Laboratory of Todd Vision
Department of Biology
University of North Carolina at Chapel Hill

Genomic Analysis of Water Use Efficiency

Water use efficiency (WUE) is a fundamental aspect of the physiology of terrestrial plants. When defined at the level of the leaf, it corresponds to the ratio of energy captured by photosynthesis per unit of water transpired. As the world's fresh water reserves decline, WUE has become a major focus of crop improvement efforts, particularly in the arid regions of the world, where up to 80% of fresh water supplies are already being diverted for human use. Unfortunately, it has proven to be very difficult to improve WUE in many crops without reducing yield at the same time. One way plants can exert control over WUE is by modulating the behavior of the stomates on the undersides of leaves. Open stomates allow CO₂ to diffuse in, which helps drive photosynthesis, but at the same time allow water vapor to escape. Thus, plants have to adjust their stomatal behavior depending on both internal and external conditions, such as gas pressures, temperature, light availability, and so on, but little is know about how this is achieved.
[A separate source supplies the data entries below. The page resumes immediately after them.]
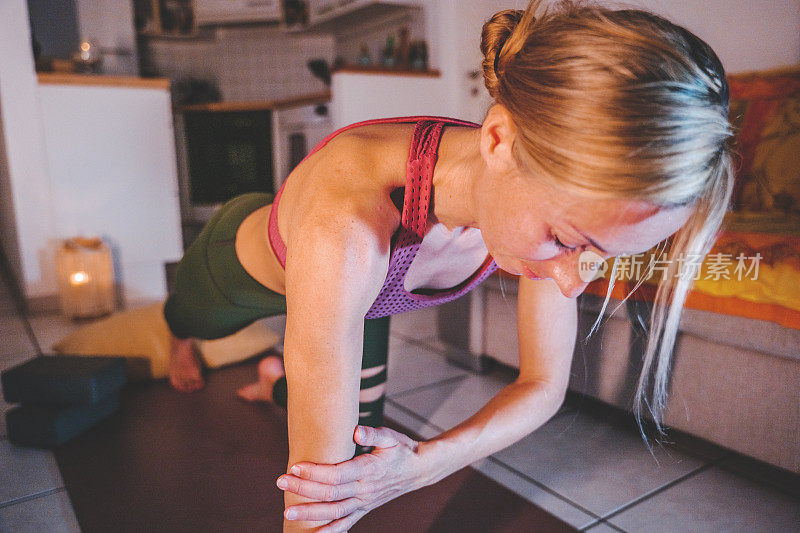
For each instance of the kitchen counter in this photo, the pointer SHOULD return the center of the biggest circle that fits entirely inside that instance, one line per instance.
(260, 105)
(70, 78)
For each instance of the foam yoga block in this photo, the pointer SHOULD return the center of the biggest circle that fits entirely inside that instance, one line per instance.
(64, 380)
(47, 426)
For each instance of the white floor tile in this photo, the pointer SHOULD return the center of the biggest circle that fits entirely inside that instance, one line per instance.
(51, 513)
(419, 324)
(602, 527)
(714, 500)
(401, 416)
(450, 403)
(26, 471)
(412, 365)
(50, 328)
(500, 474)
(594, 464)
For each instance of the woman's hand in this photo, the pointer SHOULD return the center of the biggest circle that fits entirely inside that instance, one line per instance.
(349, 490)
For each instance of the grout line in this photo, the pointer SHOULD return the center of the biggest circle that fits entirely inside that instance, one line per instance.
(607, 524)
(658, 490)
(542, 486)
(421, 388)
(511, 469)
(35, 496)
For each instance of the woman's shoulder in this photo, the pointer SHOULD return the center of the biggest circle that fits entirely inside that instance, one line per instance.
(350, 179)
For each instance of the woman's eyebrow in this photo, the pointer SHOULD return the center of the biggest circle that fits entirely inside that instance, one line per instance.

By gaining a better understanding of the molecular and physiological control of this process, it may be possible to engineer improvements to WUE that do not have undesirable side-effects. As part of a multi-institutional collaboration involving plant physiologists and genomics researchers, we have been investigating the genetic basis for naturally-occuring variation in WUE tomato and rice. Our approach has been to map loci affecting the relative concentration of the two most common stable carbon isotopes in plant tissue. The relative concentrations provide a reliable proxy for WUE in plants with C3 metabolism, because on of the key enzymes in photosynthesis, Rubisco, discriminates against the heavier of the carbon isotopes. Having this relatively inexpensive and high-throughput proxy for WUE is the key that has allowed us to screen hundreds of plants and precisely map the genes underlying this trait. The genes thus discovered will serve as the key to unlock the control pathways that plants use to balance energy acquisition with water loss.